UN NUOVO MARINO

Dopo il bombardamento alleato su Milano del settembre 1942 Marino riparò per due mesi a Blevio, sul lago di Como, poi da dicembre si stabilì a Tenero, poco distante da Locarno,

dove la famiglia della moglie possedeva una comoda abitazione. Rimase in Svizzera fino a tutto il 1946, e quegli anni determinarono un sensibile mutamento d’indirizzo nella sua produzione. Varie furono le motivazioni di una fase riconosciuta come assolutamente peculiare dall’artista stesso che la definì «gotica»: l’adattamento che il mutato orizzonte geografico avrebbe comunque imposto, ma che era ulteriormente turbato dalle contingenze storiche; il forzato isolamento che rafforzò la concentrazione già connaturata al suo temperamento, ma favorì anche il contatto con esperienze internazionali(22)

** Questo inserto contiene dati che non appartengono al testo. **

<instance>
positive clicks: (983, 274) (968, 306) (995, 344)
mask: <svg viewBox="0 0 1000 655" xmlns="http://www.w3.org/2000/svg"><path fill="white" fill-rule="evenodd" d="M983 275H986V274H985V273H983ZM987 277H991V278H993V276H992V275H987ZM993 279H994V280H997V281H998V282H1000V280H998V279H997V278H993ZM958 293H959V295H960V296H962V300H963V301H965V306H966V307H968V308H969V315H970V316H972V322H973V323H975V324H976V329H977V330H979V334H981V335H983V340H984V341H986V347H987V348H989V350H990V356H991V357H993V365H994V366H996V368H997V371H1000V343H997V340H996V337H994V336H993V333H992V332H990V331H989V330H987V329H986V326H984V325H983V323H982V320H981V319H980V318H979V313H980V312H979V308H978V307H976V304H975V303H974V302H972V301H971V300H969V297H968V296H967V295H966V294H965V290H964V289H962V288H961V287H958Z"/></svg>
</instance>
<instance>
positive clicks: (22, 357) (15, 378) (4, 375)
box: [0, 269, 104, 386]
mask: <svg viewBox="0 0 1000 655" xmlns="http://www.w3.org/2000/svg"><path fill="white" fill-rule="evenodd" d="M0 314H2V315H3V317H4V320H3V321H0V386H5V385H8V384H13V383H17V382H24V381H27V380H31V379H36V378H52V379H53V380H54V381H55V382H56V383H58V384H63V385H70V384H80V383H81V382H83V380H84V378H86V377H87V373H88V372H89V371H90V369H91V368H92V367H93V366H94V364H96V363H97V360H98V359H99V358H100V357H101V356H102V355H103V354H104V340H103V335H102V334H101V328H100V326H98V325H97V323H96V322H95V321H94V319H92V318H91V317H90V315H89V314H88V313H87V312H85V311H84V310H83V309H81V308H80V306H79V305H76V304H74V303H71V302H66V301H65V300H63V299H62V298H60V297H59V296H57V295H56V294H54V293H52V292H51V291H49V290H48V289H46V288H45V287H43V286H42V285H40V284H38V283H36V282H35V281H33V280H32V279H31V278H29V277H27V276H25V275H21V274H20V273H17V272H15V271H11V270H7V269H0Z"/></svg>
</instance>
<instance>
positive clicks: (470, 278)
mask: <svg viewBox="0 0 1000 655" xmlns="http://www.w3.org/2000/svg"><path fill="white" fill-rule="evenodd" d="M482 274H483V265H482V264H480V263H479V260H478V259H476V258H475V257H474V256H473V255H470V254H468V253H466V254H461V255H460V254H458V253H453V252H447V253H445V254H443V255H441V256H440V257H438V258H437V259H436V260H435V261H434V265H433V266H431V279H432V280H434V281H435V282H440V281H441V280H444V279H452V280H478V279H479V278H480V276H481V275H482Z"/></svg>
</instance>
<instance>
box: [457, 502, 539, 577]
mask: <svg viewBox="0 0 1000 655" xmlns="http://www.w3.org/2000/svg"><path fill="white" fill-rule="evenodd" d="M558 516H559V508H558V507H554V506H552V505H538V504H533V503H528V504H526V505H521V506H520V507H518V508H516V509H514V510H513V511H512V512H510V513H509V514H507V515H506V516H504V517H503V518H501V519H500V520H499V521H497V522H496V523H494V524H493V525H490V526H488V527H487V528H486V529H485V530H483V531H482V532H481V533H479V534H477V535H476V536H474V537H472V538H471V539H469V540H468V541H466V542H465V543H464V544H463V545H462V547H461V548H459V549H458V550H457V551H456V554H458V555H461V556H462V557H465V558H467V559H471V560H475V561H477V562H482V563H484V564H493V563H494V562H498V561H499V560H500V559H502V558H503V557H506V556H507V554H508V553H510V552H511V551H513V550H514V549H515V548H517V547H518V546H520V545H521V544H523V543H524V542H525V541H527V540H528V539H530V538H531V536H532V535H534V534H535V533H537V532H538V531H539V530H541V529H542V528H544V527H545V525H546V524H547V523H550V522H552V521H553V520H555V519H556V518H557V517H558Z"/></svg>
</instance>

In questi anni Marino è impegnato a individuare nella propria cultura visiva quei dati che meglio potevano consentirgli di tradurre il clima di inquietudine e tragedia dell’Europa in guerra, che inevitabilmente, se pure attutito dal rifugio svizzero, doveva riverberarsi sulle sue riflessioni. 

Ritorna il richiamo alla scultura quattrocentesca, ma la composta e compita tornitura volumetrica dei busti di scuola verrocchiesca è sostituita dalle più sofferte testimonianze della ritrattistica donatelliana, dalle quali Marino trasferisce nella figura dell’Arcangelo la fisionomia come affilata da una interna consunzione, e alcuni tratti precisi, quali le arcate sopracciliari, le guance incavate, l’alta fronte bombata.


Arcangelo (1943), gesso policromo; Firenze, Museo Marino Marini.


Desiderio da Settignano, Busto di Niccolò da Uzzano (1430), terracotta policroma; Firenze, Museo nazionale del Bargello.